You've heard of the unwritten rules of sports?

No bunting to break up a baseball no-hitter.

No dunking at the buzzer to add to a clear margin of victory in basketball.

No firing a slap shot at the hockey goalie after the buzzer sounds to end the period.

There are more, but leave it to former Ohio State coach Urban Meyer to unveil a little-known admonition that applies to any innovative idea, no matter how good:

If it requires agreement with Michigan coach Jim Harbaugh, note your regret up front.

That's what Meyer did recently in an interview with Fox Sports when asked about Harbaugh's letter to the NFL that proposed changes to its annual draft.

The most notable proposal was allowing players of any age to enter the draft and then return to school if they fail to sign an NFL contract.

“As much as I sometimes get challenged on whether to agree with Coach Harbaugh or not, I thought it was a great letter,” Meyer said. "I thought there were some great points in it.

"There’s actually a group of coaches that have been having conversation about keep pro pro, keep college college. Any time a player wants to go test the markets and become a pro athlete, go do it.”

Ohio State fans saw Harbaugh's proposal as a nefarious attempt to lure more Buckeyes into the draft early.
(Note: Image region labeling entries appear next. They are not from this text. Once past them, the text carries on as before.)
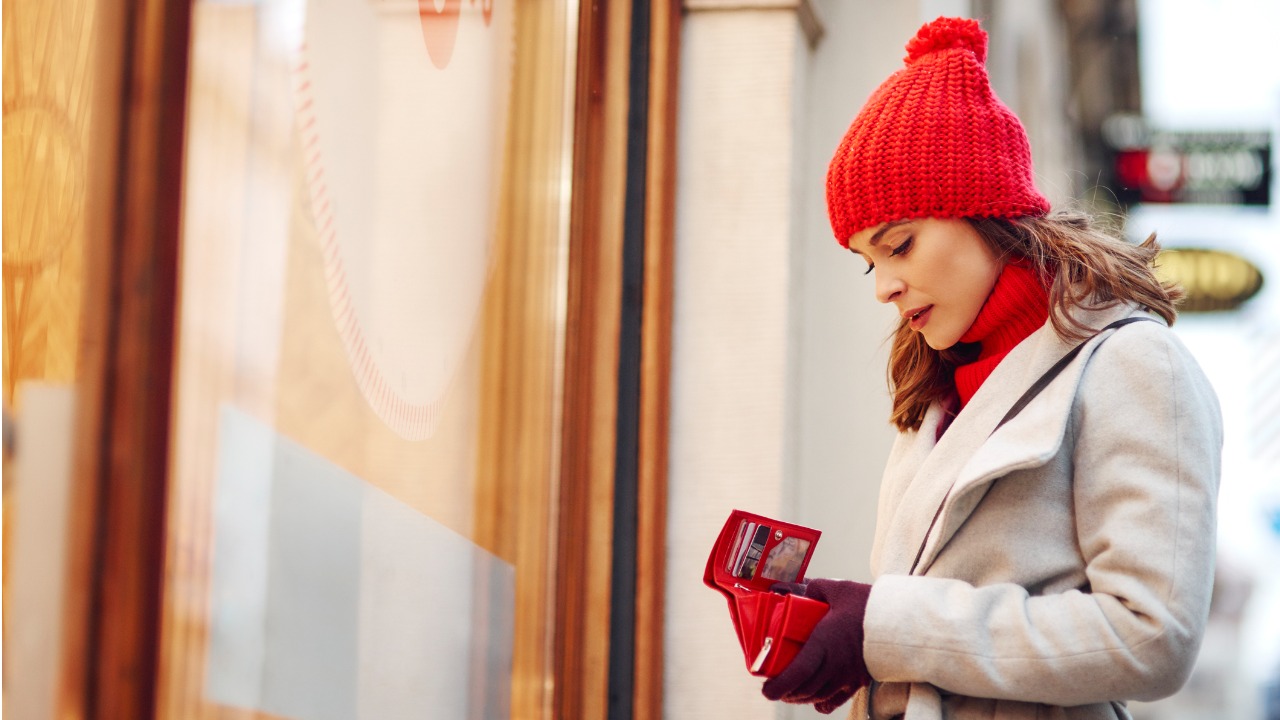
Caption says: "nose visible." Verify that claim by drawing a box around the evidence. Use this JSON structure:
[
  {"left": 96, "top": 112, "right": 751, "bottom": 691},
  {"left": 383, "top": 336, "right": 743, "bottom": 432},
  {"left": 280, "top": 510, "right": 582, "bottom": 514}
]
[{"left": 872, "top": 268, "right": 906, "bottom": 302}]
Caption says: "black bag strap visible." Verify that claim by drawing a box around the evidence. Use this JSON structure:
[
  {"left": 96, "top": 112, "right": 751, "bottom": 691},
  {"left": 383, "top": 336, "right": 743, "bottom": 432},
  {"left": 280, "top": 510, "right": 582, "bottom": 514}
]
[
  {"left": 908, "top": 315, "right": 1156, "bottom": 575},
  {"left": 988, "top": 315, "right": 1156, "bottom": 437}
]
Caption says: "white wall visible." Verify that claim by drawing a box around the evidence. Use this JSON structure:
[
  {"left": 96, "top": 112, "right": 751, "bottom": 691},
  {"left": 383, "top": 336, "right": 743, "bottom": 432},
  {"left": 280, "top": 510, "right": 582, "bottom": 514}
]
[{"left": 664, "top": 3, "right": 803, "bottom": 720}]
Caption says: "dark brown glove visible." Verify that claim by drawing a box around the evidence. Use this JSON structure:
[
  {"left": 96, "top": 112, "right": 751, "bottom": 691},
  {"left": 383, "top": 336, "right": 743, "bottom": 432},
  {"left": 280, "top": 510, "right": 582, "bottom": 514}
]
[{"left": 762, "top": 579, "right": 872, "bottom": 715}]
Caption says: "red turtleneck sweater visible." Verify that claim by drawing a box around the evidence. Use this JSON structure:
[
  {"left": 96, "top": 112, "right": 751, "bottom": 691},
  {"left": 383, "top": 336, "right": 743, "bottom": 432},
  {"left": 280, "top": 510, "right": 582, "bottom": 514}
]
[{"left": 955, "top": 263, "right": 1048, "bottom": 407}]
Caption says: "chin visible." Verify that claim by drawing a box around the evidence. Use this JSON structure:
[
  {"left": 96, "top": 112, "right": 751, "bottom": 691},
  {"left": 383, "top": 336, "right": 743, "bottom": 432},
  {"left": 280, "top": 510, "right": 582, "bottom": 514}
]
[{"left": 924, "top": 336, "right": 959, "bottom": 351}]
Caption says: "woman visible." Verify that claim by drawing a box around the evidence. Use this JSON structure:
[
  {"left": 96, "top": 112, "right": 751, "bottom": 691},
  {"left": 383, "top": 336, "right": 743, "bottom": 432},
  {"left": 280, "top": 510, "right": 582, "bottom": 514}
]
[{"left": 763, "top": 18, "right": 1222, "bottom": 719}]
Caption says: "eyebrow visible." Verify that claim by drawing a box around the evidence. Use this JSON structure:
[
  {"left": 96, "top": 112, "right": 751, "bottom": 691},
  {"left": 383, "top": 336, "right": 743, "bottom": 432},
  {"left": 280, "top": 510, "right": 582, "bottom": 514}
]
[
  {"left": 867, "top": 220, "right": 911, "bottom": 247},
  {"left": 849, "top": 219, "right": 911, "bottom": 255}
]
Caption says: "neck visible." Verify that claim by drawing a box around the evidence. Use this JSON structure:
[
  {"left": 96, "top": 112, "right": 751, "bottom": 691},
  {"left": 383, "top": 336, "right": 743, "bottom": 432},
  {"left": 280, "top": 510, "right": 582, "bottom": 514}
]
[{"left": 955, "top": 263, "right": 1048, "bottom": 406}]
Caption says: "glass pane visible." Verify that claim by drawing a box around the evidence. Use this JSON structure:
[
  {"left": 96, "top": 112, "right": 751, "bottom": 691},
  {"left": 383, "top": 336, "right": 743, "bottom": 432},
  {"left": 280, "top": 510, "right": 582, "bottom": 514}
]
[{"left": 160, "top": 0, "right": 576, "bottom": 719}]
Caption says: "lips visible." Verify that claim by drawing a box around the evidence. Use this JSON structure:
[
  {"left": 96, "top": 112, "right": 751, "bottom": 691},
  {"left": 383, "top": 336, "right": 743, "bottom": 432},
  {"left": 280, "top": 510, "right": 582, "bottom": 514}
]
[{"left": 902, "top": 305, "right": 933, "bottom": 331}]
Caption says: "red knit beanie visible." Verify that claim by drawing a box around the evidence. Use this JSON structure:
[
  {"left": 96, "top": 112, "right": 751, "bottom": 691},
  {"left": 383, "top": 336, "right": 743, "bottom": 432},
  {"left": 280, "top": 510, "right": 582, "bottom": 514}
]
[{"left": 827, "top": 18, "right": 1048, "bottom": 247}]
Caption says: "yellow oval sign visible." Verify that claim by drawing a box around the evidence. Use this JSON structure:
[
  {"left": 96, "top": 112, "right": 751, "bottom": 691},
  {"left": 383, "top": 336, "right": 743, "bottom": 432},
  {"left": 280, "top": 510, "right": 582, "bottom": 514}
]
[{"left": 1156, "top": 247, "right": 1263, "bottom": 313}]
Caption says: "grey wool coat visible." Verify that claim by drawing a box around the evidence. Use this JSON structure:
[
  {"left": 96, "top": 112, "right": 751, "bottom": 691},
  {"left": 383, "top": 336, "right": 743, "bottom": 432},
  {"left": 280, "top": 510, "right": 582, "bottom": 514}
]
[{"left": 852, "top": 299, "right": 1222, "bottom": 720}]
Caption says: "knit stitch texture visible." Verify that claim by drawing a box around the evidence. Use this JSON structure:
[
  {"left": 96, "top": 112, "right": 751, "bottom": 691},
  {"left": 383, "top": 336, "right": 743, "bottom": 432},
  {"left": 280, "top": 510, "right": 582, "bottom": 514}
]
[
  {"left": 955, "top": 263, "right": 1048, "bottom": 407},
  {"left": 827, "top": 18, "right": 1050, "bottom": 247}
]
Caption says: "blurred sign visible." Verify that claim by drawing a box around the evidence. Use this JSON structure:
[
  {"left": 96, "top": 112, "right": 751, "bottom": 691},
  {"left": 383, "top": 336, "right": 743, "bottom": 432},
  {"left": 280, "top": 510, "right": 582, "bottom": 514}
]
[
  {"left": 1102, "top": 115, "right": 1271, "bottom": 206},
  {"left": 1156, "top": 247, "right": 1262, "bottom": 313}
]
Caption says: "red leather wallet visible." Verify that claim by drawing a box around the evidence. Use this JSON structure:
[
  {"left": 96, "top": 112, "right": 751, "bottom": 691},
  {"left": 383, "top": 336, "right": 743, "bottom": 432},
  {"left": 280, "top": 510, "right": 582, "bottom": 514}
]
[{"left": 703, "top": 510, "right": 827, "bottom": 678}]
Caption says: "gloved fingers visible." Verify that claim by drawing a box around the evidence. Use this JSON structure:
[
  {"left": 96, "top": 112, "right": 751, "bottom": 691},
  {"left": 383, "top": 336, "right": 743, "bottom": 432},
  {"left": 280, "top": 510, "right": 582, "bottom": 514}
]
[
  {"left": 791, "top": 671, "right": 850, "bottom": 705},
  {"left": 762, "top": 643, "right": 827, "bottom": 702},
  {"left": 813, "top": 688, "right": 858, "bottom": 715},
  {"left": 787, "top": 652, "right": 847, "bottom": 703}
]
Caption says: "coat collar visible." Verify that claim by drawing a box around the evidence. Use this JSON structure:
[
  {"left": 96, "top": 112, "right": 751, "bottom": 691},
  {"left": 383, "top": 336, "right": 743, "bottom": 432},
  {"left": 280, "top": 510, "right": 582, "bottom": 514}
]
[{"left": 872, "top": 304, "right": 1140, "bottom": 574}]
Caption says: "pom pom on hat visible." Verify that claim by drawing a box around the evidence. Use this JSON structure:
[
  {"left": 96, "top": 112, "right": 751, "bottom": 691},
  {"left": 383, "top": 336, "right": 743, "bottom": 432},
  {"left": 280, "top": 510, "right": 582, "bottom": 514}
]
[
  {"left": 904, "top": 18, "right": 987, "bottom": 65},
  {"left": 827, "top": 18, "right": 1050, "bottom": 247}
]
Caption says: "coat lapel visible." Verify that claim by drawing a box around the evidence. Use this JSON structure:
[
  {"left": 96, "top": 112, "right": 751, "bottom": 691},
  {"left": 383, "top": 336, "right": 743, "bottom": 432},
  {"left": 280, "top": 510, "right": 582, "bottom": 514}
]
[{"left": 872, "top": 299, "right": 1134, "bottom": 575}]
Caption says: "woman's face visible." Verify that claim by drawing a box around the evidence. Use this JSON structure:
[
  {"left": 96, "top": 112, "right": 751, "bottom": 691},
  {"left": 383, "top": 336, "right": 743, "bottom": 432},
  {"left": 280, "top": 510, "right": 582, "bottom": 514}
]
[{"left": 849, "top": 218, "right": 1004, "bottom": 350}]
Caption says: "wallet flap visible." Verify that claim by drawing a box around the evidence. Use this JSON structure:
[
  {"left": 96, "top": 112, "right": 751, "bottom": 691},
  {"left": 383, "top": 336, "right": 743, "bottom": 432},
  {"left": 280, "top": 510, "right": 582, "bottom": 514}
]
[
  {"left": 703, "top": 510, "right": 827, "bottom": 675},
  {"left": 703, "top": 510, "right": 822, "bottom": 594}
]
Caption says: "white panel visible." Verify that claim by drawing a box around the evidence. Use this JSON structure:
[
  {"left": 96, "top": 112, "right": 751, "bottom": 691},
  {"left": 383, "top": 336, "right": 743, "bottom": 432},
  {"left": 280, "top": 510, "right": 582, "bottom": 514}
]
[{"left": 664, "top": 10, "right": 801, "bottom": 720}]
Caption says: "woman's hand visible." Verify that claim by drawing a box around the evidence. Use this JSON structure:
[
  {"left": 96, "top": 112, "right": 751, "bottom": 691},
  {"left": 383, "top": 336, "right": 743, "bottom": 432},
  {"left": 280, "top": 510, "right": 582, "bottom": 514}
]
[{"left": 762, "top": 579, "right": 872, "bottom": 715}]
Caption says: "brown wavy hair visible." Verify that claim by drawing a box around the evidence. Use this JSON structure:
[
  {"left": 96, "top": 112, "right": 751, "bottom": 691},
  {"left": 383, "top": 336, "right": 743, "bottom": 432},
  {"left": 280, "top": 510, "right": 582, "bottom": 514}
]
[{"left": 888, "top": 211, "right": 1183, "bottom": 430}]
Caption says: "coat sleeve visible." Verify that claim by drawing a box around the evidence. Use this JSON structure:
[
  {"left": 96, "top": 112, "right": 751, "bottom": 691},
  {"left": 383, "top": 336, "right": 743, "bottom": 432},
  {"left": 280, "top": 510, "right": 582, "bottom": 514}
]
[{"left": 864, "top": 323, "right": 1222, "bottom": 706}]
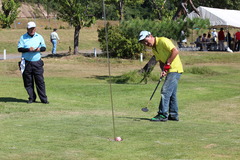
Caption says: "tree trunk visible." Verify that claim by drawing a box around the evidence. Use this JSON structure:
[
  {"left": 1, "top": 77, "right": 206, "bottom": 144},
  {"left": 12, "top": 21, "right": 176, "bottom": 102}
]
[
  {"left": 73, "top": 25, "right": 81, "bottom": 54},
  {"left": 139, "top": 56, "right": 158, "bottom": 83},
  {"left": 119, "top": 0, "right": 124, "bottom": 21}
]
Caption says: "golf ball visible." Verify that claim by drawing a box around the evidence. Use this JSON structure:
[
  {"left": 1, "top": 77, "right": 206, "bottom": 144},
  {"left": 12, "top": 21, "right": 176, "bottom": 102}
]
[{"left": 115, "top": 137, "right": 122, "bottom": 141}]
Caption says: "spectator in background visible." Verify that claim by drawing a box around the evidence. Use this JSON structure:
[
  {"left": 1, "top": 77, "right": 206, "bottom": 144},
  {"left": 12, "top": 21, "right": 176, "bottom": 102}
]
[
  {"left": 218, "top": 28, "right": 225, "bottom": 51},
  {"left": 212, "top": 29, "right": 218, "bottom": 42},
  {"left": 18, "top": 22, "right": 49, "bottom": 104},
  {"left": 202, "top": 33, "right": 207, "bottom": 51},
  {"left": 226, "top": 31, "right": 232, "bottom": 49},
  {"left": 50, "top": 28, "right": 60, "bottom": 54},
  {"left": 234, "top": 30, "right": 240, "bottom": 51},
  {"left": 195, "top": 36, "right": 202, "bottom": 51}
]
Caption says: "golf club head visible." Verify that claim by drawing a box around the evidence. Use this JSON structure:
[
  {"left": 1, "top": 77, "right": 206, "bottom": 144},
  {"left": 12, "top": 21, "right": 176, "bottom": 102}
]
[{"left": 142, "top": 107, "right": 148, "bottom": 112}]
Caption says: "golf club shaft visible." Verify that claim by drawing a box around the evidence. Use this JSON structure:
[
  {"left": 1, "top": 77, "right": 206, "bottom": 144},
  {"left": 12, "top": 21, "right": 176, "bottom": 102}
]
[{"left": 149, "top": 76, "right": 163, "bottom": 101}]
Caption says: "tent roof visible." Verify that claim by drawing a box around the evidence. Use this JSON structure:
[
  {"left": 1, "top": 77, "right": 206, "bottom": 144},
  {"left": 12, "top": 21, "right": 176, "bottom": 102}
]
[{"left": 188, "top": 6, "right": 240, "bottom": 28}]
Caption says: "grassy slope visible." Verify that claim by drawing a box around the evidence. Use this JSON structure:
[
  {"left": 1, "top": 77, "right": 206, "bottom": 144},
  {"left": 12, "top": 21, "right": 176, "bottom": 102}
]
[{"left": 0, "top": 52, "right": 240, "bottom": 160}]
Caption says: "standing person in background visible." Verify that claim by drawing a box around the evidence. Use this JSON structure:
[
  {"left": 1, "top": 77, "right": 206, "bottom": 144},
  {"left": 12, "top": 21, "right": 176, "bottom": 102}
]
[
  {"left": 139, "top": 31, "right": 183, "bottom": 122},
  {"left": 234, "top": 30, "right": 240, "bottom": 51},
  {"left": 218, "top": 28, "right": 225, "bottom": 51},
  {"left": 50, "top": 28, "right": 60, "bottom": 54},
  {"left": 18, "top": 22, "right": 49, "bottom": 104},
  {"left": 226, "top": 31, "right": 232, "bottom": 49},
  {"left": 212, "top": 28, "right": 218, "bottom": 50},
  {"left": 212, "top": 29, "right": 218, "bottom": 42}
]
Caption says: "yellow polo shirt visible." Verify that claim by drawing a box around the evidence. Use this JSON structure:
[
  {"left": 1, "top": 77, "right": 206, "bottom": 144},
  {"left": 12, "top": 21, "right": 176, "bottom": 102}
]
[{"left": 152, "top": 37, "right": 183, "bottom": 73}]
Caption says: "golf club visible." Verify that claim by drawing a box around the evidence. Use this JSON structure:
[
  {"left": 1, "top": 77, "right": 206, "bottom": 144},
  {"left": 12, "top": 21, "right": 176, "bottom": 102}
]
[{"left": 142, "top": 76, "right": 163, "bottom": 112}]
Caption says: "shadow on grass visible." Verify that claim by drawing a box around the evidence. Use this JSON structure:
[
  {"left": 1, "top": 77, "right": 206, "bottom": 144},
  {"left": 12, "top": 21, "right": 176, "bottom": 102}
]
[
  {"left": 117, "top": 117, "right": 151, "bottom": 121},
  {"left": 42, "top": 53, "right": 71, "bottom": 58},
  {"left": 94, "top": 76, "right": 141, "bottom": 84},
  {"left": 0, "top": 97, "right": 27, "bottom": 103}
]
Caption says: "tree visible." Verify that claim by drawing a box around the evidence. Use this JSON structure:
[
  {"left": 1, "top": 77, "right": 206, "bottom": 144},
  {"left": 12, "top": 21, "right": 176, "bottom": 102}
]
[
  {"left": 106, "top": 0, "right": 144, "bottom": 21},
  {"left": 173, "top": 0, "right": 200, "bottom": 20},
  {"left": 55, "top": 0, "right": 95, "bottom": 54},
  {"left": 0, "top": 0, "right": 20, "bottom": 28}
]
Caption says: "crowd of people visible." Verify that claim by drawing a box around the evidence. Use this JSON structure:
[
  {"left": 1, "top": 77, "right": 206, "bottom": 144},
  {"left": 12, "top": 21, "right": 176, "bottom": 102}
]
[{"left": 195, "top": 28, "right": 240, "bottom": 51}]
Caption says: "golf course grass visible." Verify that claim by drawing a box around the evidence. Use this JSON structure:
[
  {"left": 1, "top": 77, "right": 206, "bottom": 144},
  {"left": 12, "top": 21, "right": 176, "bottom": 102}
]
[{"left": 0, "top": 52, "right": 240, "bottom": 160}]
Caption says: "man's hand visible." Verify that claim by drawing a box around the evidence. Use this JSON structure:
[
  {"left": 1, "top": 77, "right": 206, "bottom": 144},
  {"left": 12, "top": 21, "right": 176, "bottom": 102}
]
[
  {"left": 29, "top": 47, "right": 40, "bottom": 52},
  {"left": 163, "top": 63, "right": 171, "bottom": 72},
  {"left": 161, "top": 71, "right": 167, "bottom": 77}
]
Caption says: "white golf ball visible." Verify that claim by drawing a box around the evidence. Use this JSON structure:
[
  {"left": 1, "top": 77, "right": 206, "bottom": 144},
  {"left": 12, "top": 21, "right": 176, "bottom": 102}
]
[{"left": 115, "top": 137, "right": 122, "bottom": 141}]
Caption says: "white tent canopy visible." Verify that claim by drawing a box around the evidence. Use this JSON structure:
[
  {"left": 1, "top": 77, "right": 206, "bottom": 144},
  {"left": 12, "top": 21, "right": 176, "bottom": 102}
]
[{"left": 188, "top": 6, "right": 240, "bottom": 28}]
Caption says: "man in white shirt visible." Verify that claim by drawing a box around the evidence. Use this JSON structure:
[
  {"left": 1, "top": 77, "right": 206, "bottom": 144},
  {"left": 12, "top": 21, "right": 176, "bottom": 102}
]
[{"left": 50, "top": 28, "right": 60, "bottom": 54}]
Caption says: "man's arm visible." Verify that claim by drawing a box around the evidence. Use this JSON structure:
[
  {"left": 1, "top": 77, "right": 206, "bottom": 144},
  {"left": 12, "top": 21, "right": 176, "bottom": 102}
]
[{"left": 166, "top": 48, "right": 179, "bottom": 64}]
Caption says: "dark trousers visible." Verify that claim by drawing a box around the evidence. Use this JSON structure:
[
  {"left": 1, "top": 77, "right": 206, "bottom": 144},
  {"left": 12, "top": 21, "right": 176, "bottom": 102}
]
[{"left": 22, "top": 60, "right": 47, "bottom": 102}]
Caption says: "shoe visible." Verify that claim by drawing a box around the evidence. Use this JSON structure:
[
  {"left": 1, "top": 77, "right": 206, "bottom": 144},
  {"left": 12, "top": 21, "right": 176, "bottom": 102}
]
[
  {"left": 150, "top": 114, "right": 168, "bottom": 122},
  {"left": 27, "top": 99, "right": 36, "bottom": 104},
  {"left": 42, "top": 101, "right": 49, "bottom": 104},
  {"left": 168, "top": 116, "right": 179, "bottom": 121}
]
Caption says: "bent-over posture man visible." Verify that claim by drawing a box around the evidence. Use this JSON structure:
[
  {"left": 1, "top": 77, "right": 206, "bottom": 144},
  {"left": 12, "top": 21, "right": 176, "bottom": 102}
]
[
  {"left": 139, "top": 31, "right": 183, "bottom": 122},
  {"left": 18, "top": 22, "right": 49, "bottom": 104}
]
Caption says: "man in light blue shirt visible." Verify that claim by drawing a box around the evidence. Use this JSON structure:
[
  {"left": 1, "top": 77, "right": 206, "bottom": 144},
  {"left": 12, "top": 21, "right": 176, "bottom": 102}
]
[{"left": 18, "top": 22, "right": 49, "bottom": 104}]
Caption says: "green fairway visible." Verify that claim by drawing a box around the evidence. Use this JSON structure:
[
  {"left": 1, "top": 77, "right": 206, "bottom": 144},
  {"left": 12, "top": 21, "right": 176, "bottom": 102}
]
[{"left": 0, "top": 52, "right": 240, "bottom": 160}]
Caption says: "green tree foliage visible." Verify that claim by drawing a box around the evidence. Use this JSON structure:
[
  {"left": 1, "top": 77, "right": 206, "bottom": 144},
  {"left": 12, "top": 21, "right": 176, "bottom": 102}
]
[
  {"left": 98, "top": 23, "right": 143, "bottom": 58},
  {"left": 106, "top": 0, "right": 144, "bottom": 21},
  {"left": 0, "top": 0, "right": 20, "bottom": 28},
  {"left": 193, "top": 0, "right": 240, "bottom": 10},
  {"left": 53, "top": 0, "right": 95, "bottom": 54},
  {"left": 98, "top": 18, "right": 209, "bottom": 58}
]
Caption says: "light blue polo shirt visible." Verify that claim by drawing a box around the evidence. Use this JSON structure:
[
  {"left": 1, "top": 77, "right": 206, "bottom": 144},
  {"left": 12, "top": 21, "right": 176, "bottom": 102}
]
[{"left": 18, "top": 33, "right": 46, "bottom": 61}]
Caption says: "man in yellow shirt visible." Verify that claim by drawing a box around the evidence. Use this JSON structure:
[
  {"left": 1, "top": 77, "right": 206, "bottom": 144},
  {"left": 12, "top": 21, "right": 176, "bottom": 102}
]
[{"left": 139, "top": 31, "right": 183, "bottom": 122}]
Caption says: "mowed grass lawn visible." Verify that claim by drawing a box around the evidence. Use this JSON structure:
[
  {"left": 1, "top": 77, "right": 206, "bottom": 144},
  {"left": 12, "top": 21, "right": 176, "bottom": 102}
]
[{"left": 0, "top": 52, "right": 240, "bottom": 160}]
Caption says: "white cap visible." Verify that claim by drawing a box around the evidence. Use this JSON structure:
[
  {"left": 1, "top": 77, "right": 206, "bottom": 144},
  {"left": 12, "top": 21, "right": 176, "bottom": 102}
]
[
  {"left": 138, "top": 31, "right": 151, "bottom": 41},
  {"left": 27, "top": 22, "right": 36, "bottom": 29}
]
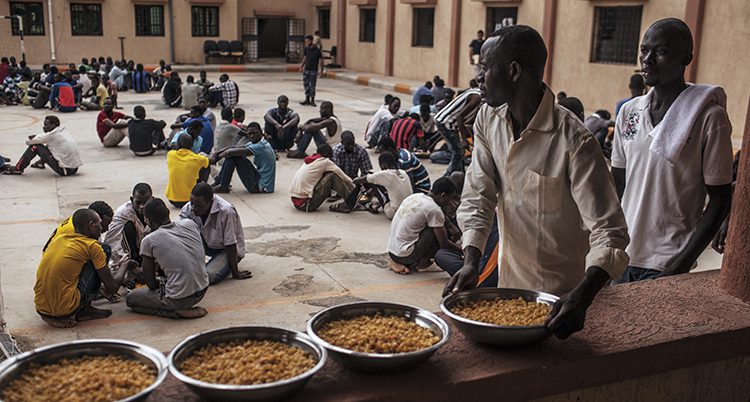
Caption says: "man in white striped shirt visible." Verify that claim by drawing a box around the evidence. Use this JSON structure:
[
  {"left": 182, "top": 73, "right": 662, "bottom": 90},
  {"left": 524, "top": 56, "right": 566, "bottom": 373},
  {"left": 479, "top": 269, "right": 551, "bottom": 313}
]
[{"left": 435, "top": 88, "right": 482, "bottom": 176}]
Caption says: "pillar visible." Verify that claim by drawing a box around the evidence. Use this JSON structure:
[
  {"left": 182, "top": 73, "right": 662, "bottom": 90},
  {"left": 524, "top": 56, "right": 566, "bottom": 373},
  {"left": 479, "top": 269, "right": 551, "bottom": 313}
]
[{"left": 721, "top": 99, "right": 750, "bottom": 303}]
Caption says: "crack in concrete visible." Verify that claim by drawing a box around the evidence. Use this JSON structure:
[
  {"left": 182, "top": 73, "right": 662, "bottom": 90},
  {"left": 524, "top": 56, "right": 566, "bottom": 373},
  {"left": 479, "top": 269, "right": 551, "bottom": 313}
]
[{"left": 248, "top": 237, "right": 388, "bottom": 269}]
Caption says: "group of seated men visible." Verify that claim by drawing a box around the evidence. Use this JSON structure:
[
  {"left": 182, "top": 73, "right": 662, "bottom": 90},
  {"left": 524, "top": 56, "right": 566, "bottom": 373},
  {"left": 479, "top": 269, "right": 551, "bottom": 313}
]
[{"left": 34, "top": 183, "right": 252, "bottom": 328}]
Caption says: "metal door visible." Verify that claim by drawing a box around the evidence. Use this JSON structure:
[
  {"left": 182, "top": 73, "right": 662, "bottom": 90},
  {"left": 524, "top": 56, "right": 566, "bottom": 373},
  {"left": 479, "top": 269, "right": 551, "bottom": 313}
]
[
  {"left": 286, "top": 18, "right": 305, "bottom": 63},
  {"left": 242, "top": 18, "right": 258, "bottom": 62}
]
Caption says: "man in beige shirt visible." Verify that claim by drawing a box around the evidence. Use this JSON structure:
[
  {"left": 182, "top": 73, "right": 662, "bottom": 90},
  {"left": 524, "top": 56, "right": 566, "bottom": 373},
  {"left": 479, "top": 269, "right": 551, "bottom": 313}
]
[{"left": 445, "top": 25, "right": 629, "bottom": 338}]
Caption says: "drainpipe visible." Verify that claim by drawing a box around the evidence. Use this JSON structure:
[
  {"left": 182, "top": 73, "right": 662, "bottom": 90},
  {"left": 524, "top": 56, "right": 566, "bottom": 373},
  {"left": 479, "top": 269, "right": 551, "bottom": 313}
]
[
  {"left": 169, "top": 0, "right": 174, "bottom": 64},
  {"left": 47, "top": 0, "right": 57, "bottom": 63}
]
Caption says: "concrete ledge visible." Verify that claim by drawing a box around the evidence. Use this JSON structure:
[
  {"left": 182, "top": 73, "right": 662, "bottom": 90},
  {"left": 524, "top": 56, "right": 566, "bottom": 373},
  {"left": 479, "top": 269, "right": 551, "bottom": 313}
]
[{"left": 147, "top": 271, "right": 750, "bottom": 401}]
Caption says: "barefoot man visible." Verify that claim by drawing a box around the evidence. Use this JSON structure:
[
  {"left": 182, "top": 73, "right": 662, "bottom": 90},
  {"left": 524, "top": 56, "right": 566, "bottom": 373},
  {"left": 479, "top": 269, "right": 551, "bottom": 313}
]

In the Michigan coach's scenario, it's likely cornerback Shaun Wade, linebackers Baron Browning and Peter Werner, center Josh Meyers, guard Wyatt Davis, tackle Thayer Munford and receiver Chris Olave would have dipped their toe in the water this past April for a look-see at their NFL prospects.

Some would have likely returned to the team for the 2020 season, but it's unlikely all of them would, as became the case in January when they allowed the deadline to pass for entering the league.

What isn't clear is how schools would deal with the logjam of players over the 85-scholarship limit if 10 declared early for the draft, six of them returned, but new recruits had already been signed to replace them.

Even though he agrees with the thrust of removing the requirement players be three years removed from high school before being allowed to enter the NFL, Meyer knows there would be inevitable down sides to that change.

“Make no doubt about it — there will be plenty of players get hurt and hurt badly from this,” he said. "The reality is the NFL is very, very, very hard. What’s going to happen is guys are going to get agents, they’re going to get those third uncles that say, ‘Go to the NFL.’ I’ve dealt with it at least a hundred times.

"And they don’t get drafted, and they give away a free education.”